Before embarking on Civil Disobedience and taking the risk I have dreaded to take all these years, I would... approach you and find a way out. I cannot intentionally hurt anything that lives, much less human beings, even though they may do the greatest wrong to me and mine. Whilst therefore I hold the British rule to be a ruse, I do not intend to harm a single Englishman or to any legitimate interest he may have in India... And why do I regard the British rule a curse? Even the salt [the peasant] must use to live is so taxed as to make the burden fall heaviest on him... The tax shows itself still more burdensome on the poor man when it is remembered that salt is one thing he must eat more than the rich man...

My ambition is no less than to covert the British people through nonviolence, and thus make them the wrong they have done to India... But if you cannot see your way to deal with these evils and if my letter makes no appeal to your heart, on the eleventh day of this month I shall proceed with such co-workers of the Ashram [Community] as I can take, to disregard the provisions of the Salt Laws...

Step 4:

March on The Dharasana Salt Factory (May 1930)

Primary source analysis:

Webb Miller, "They That Turn the Cheek," I Found No Peace: The Journal of a Foreign Correspondent, 1936.

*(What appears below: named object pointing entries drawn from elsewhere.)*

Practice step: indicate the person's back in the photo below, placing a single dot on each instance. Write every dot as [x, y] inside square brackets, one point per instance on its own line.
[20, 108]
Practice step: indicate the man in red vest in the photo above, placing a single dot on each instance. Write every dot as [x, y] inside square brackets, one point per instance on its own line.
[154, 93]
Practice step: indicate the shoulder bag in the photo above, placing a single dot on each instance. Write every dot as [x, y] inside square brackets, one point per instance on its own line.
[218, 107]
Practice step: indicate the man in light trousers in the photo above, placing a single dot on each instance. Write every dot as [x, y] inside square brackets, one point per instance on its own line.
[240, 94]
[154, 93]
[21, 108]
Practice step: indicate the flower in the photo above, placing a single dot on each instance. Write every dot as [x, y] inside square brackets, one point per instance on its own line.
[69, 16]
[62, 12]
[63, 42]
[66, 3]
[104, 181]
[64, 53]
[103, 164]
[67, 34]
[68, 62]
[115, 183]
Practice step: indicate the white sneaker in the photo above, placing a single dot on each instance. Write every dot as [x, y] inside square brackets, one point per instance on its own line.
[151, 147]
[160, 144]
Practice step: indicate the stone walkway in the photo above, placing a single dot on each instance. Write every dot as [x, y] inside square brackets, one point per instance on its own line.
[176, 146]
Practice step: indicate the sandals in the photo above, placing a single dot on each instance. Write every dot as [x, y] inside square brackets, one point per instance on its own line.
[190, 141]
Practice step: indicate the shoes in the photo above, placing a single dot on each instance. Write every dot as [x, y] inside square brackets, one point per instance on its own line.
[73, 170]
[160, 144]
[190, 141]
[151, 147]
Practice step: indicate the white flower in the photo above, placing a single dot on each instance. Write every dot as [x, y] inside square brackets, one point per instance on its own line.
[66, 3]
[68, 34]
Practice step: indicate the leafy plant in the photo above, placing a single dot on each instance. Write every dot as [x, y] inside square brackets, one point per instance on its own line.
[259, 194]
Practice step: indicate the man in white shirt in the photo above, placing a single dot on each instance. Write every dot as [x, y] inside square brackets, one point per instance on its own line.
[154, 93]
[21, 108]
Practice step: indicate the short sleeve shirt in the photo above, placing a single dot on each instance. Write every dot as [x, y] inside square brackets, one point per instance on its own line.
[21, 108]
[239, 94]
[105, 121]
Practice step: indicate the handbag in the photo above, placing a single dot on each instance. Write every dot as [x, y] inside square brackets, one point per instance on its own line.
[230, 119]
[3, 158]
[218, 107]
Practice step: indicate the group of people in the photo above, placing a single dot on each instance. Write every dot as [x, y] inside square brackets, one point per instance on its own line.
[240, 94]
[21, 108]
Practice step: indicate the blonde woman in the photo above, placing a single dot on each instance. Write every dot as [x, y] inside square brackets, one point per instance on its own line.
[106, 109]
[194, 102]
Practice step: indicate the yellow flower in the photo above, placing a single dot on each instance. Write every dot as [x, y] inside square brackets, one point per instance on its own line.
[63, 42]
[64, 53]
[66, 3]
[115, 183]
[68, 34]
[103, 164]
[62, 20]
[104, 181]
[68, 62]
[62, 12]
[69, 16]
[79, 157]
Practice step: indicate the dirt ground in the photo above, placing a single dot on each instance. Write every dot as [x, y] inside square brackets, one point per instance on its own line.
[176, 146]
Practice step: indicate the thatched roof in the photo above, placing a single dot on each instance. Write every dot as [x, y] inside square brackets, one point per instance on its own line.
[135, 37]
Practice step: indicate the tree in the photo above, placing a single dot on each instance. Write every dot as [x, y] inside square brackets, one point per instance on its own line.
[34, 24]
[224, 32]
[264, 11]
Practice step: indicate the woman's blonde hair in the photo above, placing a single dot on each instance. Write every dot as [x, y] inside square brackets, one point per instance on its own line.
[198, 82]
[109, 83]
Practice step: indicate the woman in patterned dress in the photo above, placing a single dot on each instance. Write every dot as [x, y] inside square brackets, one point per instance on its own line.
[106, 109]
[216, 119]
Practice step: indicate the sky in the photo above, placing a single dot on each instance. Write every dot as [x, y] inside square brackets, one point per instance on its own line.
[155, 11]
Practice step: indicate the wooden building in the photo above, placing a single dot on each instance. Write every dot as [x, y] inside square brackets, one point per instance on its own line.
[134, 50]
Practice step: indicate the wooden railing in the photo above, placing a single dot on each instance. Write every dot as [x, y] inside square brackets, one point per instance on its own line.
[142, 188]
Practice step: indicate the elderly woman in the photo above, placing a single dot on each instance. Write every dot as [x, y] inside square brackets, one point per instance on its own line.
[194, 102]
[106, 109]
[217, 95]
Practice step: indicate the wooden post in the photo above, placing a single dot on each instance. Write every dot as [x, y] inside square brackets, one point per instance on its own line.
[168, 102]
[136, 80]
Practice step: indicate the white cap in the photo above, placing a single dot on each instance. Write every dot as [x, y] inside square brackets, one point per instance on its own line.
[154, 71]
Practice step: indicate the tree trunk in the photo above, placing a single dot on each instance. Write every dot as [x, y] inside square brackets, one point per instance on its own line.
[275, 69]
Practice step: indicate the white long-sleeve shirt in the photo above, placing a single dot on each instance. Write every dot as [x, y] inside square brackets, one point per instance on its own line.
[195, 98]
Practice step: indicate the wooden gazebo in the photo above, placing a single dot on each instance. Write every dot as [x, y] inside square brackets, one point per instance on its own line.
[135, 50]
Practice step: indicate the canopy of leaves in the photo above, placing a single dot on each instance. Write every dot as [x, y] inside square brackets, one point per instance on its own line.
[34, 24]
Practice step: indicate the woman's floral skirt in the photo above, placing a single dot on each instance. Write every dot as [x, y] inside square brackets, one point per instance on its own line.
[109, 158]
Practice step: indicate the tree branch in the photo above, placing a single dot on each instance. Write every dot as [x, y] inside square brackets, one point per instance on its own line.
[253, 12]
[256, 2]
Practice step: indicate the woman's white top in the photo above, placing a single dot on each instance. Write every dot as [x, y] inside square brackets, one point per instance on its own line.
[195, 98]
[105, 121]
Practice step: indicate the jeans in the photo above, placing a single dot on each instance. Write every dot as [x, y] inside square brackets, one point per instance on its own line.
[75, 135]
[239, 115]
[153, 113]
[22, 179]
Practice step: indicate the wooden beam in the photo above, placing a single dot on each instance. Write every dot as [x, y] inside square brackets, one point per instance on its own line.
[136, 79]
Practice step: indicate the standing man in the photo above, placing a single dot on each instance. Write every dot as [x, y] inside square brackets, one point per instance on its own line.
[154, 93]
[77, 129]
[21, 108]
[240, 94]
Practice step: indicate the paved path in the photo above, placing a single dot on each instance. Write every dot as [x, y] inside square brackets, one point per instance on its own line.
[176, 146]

NOTE: The event described took place shortly after Gandhi was arrested for participating in the Salt March described above. Madam Sarojini Naidu was a well-known Indian poetess who was to take Gandhi's place should he be arrested. The author of this document, Webb Miller, was a foreign correspondent present at both the raid and the hospital where the wounded (320 injured and two dead) were taken afterwards. This is the report he filled.

The Dharasana Salt Works, 150 Miles of Bombay, India (May 21, 1930)

Madame Naidu called for prayer before the march started and the entire assemblage knelt. She exhorted them: "Gandhi's body is in jail but his soul is with you. India's prestige is in your hands. You must not use any violence under any circumstances. You will be beaten but you must not resist; you must note even raise a hand to ward off blows." Wild, shrill cheers terminated her speech...

In complete silence the Gandhi men drew up and halted a hundred yards from the stockade [surrounding the Dharasana Salt Works]... Suddenly, at a word of command, scores of native police rushed upon the advancing marchers and rained blows on their heads with their steel-shod [clubs]. Not one of the marchers even raised an arm to fend off the blows... The survivors without breaking ranks silently and doggedly marched on until struck down... The blankets used as stretchers were sodden with blood.

At times the spectacle of unresisting men being methodically bashed into a bloody pulp sickened me so much that I had to turn away. The Western mind finds it difficult to grasp the idea of nonresistance.